Встреча с почетными гостями продолжалась еще довольно долго, и Рейчел понимала, что уже давно не испытывает к Рокэ Алве чувства, даже отдаленно напоминающего ненависть. Могло, конечно, быть и так, что она затаилась где-то в глубине души и вылезет, когда придет свой час, но явно час этот настанет очень нескоро.
— Я поднимаю этот кубок за Его Величество Фердинанда, Ее Величество Катарину и за королевство Талиг, — этими словами Рокэ завершил прием.
Все ушли спать, в том числе и близнецы Савиньяк, провожаемые задумчивым взглядом Ворона.
— Вот и все, — негромко сказал он.
А потом поймал недоуменный взгляд оруженосца и растрепал волосы девушки, как на Дарамском поле, отчего Рейчел снова захотелось его обнять. Она разливала вино и ничего не успела съесть, зато пришлось выпить несколько бокалов вина.

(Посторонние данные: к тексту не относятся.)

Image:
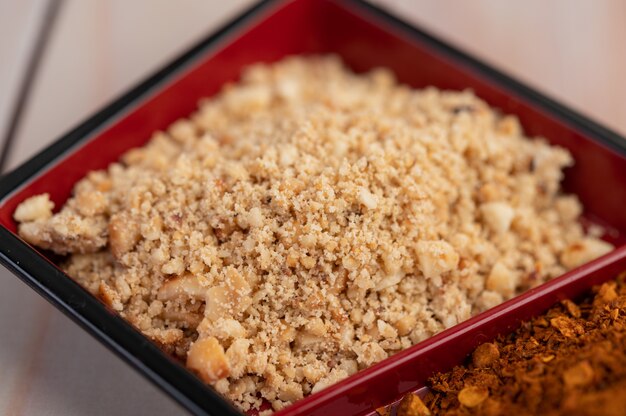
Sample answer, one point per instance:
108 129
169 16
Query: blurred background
93 50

— Спальни приготовлены, — доложил папаша Эркюль, войдя с подсвечником.
И проводил их в комнату монсеньора, пояснив, что комната для Рейчел — справа.

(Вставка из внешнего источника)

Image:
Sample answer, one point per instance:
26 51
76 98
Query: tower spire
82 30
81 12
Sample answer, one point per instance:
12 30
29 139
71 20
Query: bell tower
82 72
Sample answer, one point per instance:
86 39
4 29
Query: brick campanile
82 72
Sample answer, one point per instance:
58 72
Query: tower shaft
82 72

— Спасибо, — сказал Рокэ, когда они поднялись. — Принесите ужин для молодого господина, а мне — вина, и можете быть свободны. Садись, Дикон, в ногах правды нет. Впрочем, в чем она есть, никто не знает.
Ужин составили холодное мясо, сыр, хлеб, и кэналлийское. Рейчел принялась за оленину, Рокэ потянулся к сыру, и они ужинали молча. Вино девушке понравилось, и, опустошив бокал, она несмело взглянула на герцога.